Structural, electrical and optical properties of silane-modified ZnO reinforced PMMA matrix and its catalytic activities

3-Methacryloxy propyl trimethoxy silane (KH-570) modified zinc oxide (mZnO) reinforced poly (methyl methacrylate) (PMMA) nanocomposite was synthesized via in-situ polymerization technique. The structural and optical properties of ZnO reinforced PMMA matrix were examined through X-ray diffraction (XRD) spectroscopy, Fourier transform infrared (FTIR) spectroscopy, field effect scanning electron microscopy (FESEM) and UV-vis spectroscopy.
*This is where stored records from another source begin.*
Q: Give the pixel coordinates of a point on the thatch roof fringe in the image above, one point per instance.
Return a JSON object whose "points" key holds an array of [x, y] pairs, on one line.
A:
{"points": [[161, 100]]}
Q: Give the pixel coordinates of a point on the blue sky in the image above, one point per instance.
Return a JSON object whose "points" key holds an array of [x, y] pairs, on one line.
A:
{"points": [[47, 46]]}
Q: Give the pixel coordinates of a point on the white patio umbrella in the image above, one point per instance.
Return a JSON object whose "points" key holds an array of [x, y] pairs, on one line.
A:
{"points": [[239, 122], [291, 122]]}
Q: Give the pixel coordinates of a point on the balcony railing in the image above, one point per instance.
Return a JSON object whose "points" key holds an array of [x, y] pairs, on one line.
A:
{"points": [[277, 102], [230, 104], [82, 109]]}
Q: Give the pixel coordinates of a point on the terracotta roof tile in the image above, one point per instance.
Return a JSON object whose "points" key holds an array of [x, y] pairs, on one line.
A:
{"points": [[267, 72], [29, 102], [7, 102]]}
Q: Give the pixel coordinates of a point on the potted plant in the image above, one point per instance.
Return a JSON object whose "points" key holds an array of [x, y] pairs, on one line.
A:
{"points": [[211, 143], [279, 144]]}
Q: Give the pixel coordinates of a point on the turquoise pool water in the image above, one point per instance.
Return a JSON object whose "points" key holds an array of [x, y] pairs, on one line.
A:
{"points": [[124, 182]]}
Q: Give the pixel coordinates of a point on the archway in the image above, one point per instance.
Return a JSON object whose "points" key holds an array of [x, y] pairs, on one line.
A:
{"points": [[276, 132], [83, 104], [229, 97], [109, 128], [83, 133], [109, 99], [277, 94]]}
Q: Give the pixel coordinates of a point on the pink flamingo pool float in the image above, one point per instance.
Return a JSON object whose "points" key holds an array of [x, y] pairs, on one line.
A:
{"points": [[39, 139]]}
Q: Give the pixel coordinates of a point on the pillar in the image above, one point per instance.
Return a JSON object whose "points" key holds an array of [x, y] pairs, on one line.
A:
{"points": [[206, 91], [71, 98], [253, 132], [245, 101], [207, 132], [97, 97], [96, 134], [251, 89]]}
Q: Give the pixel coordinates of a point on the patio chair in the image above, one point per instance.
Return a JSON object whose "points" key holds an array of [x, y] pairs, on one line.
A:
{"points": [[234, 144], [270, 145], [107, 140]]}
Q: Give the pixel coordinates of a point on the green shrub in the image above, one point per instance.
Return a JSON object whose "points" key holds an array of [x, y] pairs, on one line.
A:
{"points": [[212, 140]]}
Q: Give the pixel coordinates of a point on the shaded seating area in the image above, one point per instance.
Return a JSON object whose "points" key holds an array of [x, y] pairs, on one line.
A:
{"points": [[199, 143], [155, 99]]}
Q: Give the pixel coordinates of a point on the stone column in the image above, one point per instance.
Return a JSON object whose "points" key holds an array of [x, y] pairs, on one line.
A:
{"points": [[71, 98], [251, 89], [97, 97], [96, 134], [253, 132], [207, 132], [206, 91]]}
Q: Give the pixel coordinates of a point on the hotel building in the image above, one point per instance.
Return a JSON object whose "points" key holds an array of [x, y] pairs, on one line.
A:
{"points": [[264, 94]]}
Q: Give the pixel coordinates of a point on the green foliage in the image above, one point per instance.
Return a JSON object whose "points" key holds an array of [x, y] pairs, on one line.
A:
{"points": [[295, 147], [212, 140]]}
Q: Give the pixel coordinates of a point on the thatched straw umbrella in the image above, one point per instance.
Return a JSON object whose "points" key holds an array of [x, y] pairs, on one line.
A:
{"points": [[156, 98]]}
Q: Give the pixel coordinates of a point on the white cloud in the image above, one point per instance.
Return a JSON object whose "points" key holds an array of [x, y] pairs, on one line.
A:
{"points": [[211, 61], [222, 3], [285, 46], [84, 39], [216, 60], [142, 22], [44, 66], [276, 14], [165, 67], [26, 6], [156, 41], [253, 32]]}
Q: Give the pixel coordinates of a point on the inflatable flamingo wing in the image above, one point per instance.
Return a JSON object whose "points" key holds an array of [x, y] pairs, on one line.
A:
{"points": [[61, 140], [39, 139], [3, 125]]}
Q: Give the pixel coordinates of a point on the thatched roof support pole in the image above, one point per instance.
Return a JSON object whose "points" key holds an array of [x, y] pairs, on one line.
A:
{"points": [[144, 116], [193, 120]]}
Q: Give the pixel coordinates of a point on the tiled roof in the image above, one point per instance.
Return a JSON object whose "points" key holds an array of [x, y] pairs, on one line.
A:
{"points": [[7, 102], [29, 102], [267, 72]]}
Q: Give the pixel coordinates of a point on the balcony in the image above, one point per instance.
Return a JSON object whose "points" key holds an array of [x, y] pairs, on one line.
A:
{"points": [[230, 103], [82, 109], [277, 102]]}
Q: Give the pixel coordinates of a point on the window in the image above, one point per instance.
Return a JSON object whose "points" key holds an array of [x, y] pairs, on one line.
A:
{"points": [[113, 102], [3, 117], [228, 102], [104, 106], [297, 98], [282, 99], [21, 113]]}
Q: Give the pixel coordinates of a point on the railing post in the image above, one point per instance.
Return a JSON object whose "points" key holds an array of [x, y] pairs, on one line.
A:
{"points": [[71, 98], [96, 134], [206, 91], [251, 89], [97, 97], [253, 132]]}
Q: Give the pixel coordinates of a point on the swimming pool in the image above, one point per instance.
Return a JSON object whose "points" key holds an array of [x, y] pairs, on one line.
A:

The energy storage capacity was estimated through dielectric permittivity and dielectric loss measurement using broadband dielectric spectroscopy. The electrochemical performance was examined through CV and SWV techniques. FESEM images revealed homogeneous dispersion of mZnO into PMMA matrix. The PMMA-mZnO nanocomposite showed maximum absorption in the UV-region (200 nm-280 nm). The incorporation of mZnO into the host polymeric PMMA matrix significantly improved the dielectric constant (ε′ = 81) as compared to unmodified ZnO (ε′ = 10). Further, it markedly contributed to the electrochemical response and improved their catalytic activities as well. These results lead to the understanding that the PMMA-mZnO nanocomposite is a successful candidate for the fabrication of energy storage devices.